The Hebrew word for the first of these expressions is the passive voice of yalad and, according to Hebrew lexicographers, it means to be begotten, born, and relates to the ordinary birth process. Yalad is applied to both the father's and the mother's part, as can be seen from Job 14:1 ("Man, born of woman" ) and Psalm 2:7 ("I have become your father").
The Hebrew word for the second verb in Psalm 90:2 is entirely another verb and is used in connection with the birth process to call attention to the pain and travail thereof. It is the Hebrew word hhil, which, according to Hebrew authorities, means basically, "to have labor pains". The form of this verb in the Hebrew text here has a sort of reflexive force in which the performer of the act suffers the accompanying sensations. In other words, he experiences the labor pains or childbirth pains. That is why the word is also defined as "to bring forth (in pain)."- Young's Analytical Concordance of the Bible.
This same word is found at Deuteronomy 32:18, which reads: "The Rock who fathered you, you proceeded to forget, and you began to leave God out of memory, the One bringing you forth with childbirth pains," without doubt referring to the miracles Jehovah wrought in Egypt in connection with the deliverance of the nation of Israel. Also, we find this Hebrew term at Isaiah 51:2, where we read: "Look to Abraham your father and to Sarah who gradually brought you forth with childbirth pains".Also at Proverbs 25:23: "The wind from the north brings forth as with labor pains a downpour."
From the foregoing references we can see the use of these words particularly in poetic writing, and we see that they are full of meaning, expressive indeed.
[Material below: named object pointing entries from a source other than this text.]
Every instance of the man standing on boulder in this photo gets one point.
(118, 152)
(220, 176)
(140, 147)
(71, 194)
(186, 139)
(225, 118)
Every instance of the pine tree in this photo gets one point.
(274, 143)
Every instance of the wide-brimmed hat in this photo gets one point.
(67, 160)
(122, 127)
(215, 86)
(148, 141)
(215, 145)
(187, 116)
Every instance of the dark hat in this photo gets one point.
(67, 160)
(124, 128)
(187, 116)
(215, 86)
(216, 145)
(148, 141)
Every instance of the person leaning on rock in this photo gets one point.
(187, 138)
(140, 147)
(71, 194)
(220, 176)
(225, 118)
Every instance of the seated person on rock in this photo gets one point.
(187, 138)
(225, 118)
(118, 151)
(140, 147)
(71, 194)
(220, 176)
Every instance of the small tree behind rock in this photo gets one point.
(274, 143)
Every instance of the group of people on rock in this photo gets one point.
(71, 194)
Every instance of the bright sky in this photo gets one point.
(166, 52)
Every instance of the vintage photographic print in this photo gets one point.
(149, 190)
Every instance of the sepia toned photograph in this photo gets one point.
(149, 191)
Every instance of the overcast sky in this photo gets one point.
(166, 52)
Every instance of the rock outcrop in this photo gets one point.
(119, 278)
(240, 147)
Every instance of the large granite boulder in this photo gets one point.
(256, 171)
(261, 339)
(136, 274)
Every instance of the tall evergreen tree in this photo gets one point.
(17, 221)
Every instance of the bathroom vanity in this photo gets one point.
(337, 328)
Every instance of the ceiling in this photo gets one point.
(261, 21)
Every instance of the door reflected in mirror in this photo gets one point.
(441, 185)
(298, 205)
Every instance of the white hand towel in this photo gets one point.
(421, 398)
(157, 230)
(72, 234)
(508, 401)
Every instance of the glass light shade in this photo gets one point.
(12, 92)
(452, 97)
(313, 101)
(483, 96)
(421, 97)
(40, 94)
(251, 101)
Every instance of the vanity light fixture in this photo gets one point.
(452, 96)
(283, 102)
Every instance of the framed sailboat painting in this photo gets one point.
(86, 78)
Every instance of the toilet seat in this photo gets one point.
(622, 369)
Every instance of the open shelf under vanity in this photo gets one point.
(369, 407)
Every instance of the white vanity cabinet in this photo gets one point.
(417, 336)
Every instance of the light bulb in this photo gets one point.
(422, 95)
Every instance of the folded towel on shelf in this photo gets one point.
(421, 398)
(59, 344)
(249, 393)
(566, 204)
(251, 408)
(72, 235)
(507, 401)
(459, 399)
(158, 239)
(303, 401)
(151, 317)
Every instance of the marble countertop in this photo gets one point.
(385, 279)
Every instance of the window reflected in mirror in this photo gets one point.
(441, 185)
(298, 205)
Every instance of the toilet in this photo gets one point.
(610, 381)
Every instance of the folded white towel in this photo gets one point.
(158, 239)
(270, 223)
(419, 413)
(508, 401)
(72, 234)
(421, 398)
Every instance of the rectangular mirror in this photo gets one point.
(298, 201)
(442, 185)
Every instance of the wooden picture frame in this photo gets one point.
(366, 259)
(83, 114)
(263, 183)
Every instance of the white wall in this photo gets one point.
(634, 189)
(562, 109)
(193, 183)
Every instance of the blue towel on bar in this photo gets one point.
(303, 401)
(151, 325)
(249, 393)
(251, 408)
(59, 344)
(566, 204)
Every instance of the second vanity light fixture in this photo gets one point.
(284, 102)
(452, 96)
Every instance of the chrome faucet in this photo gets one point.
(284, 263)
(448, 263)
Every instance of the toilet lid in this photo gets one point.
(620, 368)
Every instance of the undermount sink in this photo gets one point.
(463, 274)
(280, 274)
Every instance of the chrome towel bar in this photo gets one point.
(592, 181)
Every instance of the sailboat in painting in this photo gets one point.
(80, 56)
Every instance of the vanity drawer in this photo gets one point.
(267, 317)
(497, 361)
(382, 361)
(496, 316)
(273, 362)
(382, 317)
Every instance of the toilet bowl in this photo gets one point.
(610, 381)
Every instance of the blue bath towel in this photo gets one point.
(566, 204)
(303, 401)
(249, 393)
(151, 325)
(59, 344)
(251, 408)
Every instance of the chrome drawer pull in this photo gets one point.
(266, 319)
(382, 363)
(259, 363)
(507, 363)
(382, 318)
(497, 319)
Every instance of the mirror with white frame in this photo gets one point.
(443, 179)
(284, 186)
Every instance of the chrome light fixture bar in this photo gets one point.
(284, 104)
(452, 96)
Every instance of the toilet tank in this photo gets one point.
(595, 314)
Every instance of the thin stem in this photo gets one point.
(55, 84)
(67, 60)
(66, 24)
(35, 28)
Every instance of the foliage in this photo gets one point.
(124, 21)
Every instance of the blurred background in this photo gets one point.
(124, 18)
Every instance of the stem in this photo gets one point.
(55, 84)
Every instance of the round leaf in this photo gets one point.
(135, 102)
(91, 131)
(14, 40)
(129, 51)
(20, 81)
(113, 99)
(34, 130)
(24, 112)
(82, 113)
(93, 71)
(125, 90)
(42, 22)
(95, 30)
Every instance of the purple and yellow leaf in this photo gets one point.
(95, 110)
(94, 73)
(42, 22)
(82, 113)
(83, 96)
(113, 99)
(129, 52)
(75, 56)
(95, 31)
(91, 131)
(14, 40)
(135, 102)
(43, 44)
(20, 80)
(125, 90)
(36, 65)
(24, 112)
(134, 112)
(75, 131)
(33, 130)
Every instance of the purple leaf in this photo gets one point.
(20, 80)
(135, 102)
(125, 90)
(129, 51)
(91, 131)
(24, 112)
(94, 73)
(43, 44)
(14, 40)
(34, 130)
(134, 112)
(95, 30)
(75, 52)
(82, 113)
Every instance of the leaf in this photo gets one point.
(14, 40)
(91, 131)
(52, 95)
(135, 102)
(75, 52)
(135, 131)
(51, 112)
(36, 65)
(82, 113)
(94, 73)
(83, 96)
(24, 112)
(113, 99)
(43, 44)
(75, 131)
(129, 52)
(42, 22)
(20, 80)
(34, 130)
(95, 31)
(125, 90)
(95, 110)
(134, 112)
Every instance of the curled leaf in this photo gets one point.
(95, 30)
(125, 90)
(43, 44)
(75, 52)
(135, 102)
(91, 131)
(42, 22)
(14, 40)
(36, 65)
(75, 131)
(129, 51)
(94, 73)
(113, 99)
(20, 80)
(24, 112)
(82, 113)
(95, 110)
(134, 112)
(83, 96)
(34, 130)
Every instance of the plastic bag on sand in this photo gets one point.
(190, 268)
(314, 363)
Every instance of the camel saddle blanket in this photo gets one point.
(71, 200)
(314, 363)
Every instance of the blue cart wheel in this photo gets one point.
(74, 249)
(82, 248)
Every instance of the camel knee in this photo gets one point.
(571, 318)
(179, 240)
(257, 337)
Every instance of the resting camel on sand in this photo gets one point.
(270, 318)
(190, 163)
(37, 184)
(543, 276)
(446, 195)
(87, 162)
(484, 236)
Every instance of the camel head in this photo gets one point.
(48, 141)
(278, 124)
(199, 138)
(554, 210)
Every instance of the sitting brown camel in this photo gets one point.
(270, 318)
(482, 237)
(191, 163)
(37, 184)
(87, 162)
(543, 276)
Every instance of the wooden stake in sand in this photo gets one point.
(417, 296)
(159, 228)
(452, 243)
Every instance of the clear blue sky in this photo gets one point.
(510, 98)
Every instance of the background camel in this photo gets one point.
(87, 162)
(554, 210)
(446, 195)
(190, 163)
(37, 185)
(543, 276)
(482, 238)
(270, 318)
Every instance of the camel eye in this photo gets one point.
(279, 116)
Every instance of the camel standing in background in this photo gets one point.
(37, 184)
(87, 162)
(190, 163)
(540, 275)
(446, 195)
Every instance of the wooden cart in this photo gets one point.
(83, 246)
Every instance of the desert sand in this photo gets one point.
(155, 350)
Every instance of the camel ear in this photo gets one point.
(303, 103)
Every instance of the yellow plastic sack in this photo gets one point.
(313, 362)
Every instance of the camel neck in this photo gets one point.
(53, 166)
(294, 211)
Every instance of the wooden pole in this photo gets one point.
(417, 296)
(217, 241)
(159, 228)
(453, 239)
Modern translations hide the force of these expressions by their free renderings.
Regarding the use of these terms in Psalm 90:2, it might be said that, judged by human standards, the producing of this earth and the productive land with all its complicated mechanisms and chemistry would certainly call for a great deal of effort, painful effort, as measured even by scientists today. The psalmist here speaks from a purely human standpoint and thereby shows both an active imagination and great respect for the amount of work involved for Jehovah to create these things; with what expenditure of time, of course, we do not know.